Note that you can also access all these values using the Python API:

import schedy

db = schedy.SchedyDB()
experiment = db.get_experiment('MinimizeSimple')
for job in experiment.all_jobs():
    print('Id:', job.job_id)
    print('Status:', job.status)
    print('Hyperparameters:')
    for name, value in job.hyperparameters.items():
        print('- {}: {}'.format(name, value))
    print('Results:')
    for name, value in job.results.items():
        print('- {}: {}'.format(name, value))
    print()

You might be wondering:

There are a lot of results.

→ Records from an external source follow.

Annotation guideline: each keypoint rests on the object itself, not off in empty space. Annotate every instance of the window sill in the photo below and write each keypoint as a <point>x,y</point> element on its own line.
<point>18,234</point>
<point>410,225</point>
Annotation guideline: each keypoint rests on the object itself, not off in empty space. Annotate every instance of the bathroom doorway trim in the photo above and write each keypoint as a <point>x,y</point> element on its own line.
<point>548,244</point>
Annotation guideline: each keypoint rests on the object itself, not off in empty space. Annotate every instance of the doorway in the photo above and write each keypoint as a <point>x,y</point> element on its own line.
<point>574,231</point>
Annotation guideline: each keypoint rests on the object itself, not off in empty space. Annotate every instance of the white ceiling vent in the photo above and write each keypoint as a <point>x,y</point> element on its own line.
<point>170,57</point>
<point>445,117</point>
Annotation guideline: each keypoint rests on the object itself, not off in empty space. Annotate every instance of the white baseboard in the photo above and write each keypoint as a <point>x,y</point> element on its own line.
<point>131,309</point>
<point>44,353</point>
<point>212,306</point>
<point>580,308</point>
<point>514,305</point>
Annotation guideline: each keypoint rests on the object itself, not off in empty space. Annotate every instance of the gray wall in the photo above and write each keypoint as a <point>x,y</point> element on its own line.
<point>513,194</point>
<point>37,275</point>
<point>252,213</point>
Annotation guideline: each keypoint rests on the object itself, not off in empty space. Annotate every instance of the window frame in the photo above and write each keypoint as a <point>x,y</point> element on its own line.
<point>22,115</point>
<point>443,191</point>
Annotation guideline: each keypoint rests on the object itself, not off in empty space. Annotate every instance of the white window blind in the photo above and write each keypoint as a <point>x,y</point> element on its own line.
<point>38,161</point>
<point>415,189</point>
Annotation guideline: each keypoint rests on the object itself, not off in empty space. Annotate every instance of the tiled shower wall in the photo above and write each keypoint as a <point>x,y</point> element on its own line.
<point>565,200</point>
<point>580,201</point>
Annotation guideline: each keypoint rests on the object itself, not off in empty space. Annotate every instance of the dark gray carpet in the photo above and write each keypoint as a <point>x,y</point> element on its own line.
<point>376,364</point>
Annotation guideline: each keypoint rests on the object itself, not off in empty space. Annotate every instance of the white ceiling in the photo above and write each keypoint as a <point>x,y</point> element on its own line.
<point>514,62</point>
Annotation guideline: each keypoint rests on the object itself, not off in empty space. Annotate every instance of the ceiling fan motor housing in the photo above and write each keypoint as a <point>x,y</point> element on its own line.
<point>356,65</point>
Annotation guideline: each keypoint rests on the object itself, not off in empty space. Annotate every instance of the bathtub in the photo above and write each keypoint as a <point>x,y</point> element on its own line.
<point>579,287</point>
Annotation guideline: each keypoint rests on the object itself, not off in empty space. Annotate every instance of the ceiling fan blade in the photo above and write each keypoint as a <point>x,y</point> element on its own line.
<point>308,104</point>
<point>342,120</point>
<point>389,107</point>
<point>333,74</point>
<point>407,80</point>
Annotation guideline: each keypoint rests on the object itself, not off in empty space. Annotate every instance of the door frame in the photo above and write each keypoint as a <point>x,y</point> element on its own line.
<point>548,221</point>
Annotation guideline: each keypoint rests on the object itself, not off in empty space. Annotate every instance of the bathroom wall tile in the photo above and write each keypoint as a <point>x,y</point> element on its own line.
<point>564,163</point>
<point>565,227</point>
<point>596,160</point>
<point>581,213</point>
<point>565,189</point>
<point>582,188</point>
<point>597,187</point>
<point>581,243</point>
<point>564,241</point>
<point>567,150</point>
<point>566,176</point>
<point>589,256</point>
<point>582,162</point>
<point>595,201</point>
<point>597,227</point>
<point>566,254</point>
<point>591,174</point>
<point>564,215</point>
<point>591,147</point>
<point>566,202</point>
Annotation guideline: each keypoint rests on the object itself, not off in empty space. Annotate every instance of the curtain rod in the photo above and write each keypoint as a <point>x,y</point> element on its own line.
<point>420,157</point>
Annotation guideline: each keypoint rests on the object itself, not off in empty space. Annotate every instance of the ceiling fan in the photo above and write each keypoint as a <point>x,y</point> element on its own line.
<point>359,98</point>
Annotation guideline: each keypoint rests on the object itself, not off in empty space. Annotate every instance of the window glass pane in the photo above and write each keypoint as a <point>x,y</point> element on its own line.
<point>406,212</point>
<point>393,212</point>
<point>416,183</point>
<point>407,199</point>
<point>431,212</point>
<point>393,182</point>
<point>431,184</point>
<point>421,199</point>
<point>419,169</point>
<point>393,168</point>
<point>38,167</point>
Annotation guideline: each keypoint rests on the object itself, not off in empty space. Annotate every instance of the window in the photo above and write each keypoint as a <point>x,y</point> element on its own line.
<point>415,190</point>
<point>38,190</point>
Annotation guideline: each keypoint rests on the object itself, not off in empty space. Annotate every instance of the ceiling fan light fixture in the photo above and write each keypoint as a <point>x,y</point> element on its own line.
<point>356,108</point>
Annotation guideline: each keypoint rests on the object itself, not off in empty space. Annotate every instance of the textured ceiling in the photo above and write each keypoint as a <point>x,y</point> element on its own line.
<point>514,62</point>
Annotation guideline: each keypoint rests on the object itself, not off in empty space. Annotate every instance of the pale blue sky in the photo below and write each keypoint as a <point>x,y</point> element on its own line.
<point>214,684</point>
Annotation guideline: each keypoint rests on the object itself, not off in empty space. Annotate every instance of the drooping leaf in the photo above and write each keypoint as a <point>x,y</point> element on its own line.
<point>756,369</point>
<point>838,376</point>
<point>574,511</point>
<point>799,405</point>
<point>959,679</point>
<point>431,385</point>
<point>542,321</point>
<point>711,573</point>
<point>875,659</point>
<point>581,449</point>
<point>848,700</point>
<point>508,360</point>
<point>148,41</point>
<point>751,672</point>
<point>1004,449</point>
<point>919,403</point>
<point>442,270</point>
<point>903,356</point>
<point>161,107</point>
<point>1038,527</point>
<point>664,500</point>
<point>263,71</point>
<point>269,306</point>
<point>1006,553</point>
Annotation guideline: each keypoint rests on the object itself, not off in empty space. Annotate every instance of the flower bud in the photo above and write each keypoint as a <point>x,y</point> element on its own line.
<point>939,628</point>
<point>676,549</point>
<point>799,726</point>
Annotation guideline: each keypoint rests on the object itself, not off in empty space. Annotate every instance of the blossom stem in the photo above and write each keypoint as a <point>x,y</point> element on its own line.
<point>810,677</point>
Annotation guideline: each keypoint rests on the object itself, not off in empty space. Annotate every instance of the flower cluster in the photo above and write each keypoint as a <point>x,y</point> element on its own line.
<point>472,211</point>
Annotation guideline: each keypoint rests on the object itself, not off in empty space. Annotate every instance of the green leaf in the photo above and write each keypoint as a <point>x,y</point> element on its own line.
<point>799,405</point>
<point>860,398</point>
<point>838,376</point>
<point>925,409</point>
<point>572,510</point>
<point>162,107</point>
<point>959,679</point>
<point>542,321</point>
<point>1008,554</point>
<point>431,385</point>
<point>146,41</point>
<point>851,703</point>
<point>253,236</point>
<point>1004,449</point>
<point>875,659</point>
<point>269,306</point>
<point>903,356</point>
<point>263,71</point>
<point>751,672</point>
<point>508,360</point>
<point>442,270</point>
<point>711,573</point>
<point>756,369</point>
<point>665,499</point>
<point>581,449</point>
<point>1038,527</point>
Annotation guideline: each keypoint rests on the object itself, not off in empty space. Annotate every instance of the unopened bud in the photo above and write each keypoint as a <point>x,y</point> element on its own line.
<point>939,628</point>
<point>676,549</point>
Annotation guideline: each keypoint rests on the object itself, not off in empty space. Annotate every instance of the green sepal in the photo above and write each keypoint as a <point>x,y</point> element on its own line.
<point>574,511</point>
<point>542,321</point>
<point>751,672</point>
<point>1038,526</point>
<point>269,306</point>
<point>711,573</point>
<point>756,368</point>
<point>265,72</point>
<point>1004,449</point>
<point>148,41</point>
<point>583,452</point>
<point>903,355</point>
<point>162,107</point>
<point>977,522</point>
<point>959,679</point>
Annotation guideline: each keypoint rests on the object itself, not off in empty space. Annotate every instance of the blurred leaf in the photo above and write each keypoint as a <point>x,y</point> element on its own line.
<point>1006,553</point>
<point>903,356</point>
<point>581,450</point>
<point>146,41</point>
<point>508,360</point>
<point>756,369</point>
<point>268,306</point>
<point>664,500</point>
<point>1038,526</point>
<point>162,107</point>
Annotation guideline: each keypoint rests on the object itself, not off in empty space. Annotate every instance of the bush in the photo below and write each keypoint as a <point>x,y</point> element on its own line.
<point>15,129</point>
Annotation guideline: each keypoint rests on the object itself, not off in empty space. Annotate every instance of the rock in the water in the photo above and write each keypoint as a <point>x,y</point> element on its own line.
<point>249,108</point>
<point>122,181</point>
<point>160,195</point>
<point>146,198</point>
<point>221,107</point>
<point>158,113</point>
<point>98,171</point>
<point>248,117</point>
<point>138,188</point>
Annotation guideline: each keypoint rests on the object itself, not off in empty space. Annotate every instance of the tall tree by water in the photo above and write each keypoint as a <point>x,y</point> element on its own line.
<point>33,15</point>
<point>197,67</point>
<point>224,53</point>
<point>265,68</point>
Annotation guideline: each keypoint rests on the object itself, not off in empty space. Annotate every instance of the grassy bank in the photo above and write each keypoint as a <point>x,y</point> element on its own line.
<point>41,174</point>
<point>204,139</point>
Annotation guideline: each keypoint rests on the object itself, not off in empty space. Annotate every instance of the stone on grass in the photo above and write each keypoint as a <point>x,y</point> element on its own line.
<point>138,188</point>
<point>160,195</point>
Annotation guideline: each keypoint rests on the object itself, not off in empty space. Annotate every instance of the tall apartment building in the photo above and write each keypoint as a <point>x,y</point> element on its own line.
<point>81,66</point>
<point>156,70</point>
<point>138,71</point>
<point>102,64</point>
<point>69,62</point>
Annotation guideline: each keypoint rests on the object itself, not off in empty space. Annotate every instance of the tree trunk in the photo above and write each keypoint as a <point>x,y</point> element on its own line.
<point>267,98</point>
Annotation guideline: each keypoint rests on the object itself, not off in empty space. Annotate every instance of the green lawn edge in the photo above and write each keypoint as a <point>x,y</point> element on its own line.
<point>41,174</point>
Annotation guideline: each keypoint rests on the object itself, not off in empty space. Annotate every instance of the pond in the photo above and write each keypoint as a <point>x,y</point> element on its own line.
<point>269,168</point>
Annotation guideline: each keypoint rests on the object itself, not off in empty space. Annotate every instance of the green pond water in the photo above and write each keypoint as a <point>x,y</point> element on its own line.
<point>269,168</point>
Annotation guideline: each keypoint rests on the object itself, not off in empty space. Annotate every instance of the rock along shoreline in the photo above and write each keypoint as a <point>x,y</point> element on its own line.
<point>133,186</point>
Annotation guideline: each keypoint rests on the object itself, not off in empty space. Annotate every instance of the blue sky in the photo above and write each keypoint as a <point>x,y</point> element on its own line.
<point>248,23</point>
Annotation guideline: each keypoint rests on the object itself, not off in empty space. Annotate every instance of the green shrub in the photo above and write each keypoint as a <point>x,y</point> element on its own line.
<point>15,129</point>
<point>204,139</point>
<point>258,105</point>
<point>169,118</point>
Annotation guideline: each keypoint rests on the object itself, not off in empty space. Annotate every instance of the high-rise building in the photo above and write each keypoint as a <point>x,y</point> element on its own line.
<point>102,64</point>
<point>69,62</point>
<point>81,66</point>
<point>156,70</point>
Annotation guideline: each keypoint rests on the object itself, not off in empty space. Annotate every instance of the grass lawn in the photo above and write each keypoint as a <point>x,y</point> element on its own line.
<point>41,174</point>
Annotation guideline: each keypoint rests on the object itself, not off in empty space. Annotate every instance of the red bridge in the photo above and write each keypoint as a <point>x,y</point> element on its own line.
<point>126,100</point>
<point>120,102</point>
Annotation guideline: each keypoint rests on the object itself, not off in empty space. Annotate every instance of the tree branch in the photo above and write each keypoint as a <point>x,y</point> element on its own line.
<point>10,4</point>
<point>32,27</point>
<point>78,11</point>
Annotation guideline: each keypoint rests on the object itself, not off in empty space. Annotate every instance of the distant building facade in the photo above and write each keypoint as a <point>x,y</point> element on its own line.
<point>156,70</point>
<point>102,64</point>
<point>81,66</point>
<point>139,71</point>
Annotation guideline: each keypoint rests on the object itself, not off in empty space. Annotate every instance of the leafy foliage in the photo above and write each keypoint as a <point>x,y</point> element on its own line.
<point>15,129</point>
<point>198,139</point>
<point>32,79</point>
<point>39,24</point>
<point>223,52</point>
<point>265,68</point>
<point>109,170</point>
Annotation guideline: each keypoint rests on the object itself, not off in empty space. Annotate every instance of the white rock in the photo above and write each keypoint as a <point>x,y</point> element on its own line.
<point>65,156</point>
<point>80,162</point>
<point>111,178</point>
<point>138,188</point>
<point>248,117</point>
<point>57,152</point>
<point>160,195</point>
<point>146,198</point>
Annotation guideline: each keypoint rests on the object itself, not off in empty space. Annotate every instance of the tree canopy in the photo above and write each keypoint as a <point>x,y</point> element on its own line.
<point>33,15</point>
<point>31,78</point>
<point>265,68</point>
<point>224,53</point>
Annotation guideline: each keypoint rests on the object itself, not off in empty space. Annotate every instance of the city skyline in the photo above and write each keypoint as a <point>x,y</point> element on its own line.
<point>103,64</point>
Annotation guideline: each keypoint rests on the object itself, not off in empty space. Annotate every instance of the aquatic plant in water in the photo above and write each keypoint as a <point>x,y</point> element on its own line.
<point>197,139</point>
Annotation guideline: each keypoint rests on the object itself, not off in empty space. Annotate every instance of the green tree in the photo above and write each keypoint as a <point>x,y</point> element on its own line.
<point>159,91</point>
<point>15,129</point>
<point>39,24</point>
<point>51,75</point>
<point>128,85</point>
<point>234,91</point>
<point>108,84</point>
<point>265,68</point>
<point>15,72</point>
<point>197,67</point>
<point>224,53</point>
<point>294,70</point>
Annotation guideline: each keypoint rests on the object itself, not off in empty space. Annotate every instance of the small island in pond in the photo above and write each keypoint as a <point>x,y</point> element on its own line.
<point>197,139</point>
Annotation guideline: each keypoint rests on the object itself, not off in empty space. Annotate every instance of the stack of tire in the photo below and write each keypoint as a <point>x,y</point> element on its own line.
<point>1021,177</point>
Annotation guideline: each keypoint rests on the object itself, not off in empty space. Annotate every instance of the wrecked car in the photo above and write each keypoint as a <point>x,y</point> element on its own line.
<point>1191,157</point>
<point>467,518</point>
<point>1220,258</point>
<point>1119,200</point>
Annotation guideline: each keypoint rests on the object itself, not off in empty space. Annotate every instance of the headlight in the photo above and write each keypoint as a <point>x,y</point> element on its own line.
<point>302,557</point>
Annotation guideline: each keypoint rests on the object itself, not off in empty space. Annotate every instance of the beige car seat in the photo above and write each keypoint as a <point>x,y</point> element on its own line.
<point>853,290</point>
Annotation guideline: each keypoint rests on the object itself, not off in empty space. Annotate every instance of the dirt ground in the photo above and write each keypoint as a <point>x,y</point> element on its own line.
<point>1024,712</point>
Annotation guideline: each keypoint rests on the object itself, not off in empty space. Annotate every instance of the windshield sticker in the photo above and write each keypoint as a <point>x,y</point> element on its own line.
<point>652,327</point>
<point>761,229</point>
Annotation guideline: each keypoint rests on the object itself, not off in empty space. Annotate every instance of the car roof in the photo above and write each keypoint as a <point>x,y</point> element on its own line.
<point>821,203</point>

Can’t we sort these jobs from the best to the worst?

Well of course! He’re how you would do it:

schedy list -t MinimizeSimple -s result
+--------+----------+----------+------------+-----------+
| id     | status   |        x |          y |    result |
|--------+----------+----------+------------+-----------|
| NavIrw | DONE     |   1      |   2        |     5     |
| OP7aGw | DONE     | -12.5107 |  -0.683612 |   156.985 |
| -bPmlQ | DONE     |  15.0542 |   3.27561  |   237.36  |
| mL2NXw | DONE     |  18.0392 | -13.1687   |   498.828 |
| 06wn6w | DONE     |  27.7519 |   0.301546 |   770.257 |
| 8_7e5Q | DONE     |  24.3572 |  19.2384   |   963.389 |
| MQmuTw | DONE     |  27.3775 | -31.1913   |  1722.43  |
| gRjRQA | DONE     | -47.0694 | -25.1969   |  2850.42  |
| gqfFQg | DONE     | -35.5846 | -46.4451   |  3423.41  |
| 5Jz0hA | DONE     | -60.2291 | -19.56     |  4010.13  |
| M4m6CA | DONE     | -66.6737 |  41.7379   |  6187.44  |
| ZM3nww | DONE     |  66.9189 | -52.3469   |  7218.33  |
| csui0g | DONE     |  71.7953 |  49.0019   |  7555.74  |
| b6T0TA | DONE     |  70.9641 | -70.5859   | 10018.3   |
| 0jjY2Q | DONE     |  95.2792 |  36.0534   | 10378     |
| Wjz2Wg | DONE     |  81.5054 | -66.08     | 11009.7   |
| yFvyFQ | DONE     | -41.0681 |  96.7539   | 11047.9   |
| m0f9vA | DONE     | -80.614  | -72.4938   | 11754     |
| NiHt6A | DONE     |  79.5122 | -74.5573   | 11881     |
| n8tNMQ | DONE     |  77.8921 |  80.532    | 12552.6   |
| IOHsSw | DONE     | -82.2053 | -82.4315   | 13552.7   |
+--------+----------+----------+------------+-----------+

Once you are done, you can remove the experiment, so that it does not appear in your listings later, as this is just an experiment for the tutorial.

schedy rm MinimizeSimple
# You could also remove a single job using:
# schedy rm MinimizeSimple NavIrw

… or, in Python:

import schedy

db = schedy.SchedyDB()
db.get_experiment('MinimizeSimple').delete()
# Or, to delete a specific job:
# db.get_experiment('MinimizeSimple').get_job('NavIrw').delete()

However, do not hesitate to keep your real experiments in the database, if you want to keep track of them. You don’t have to remove them if you don’t want to!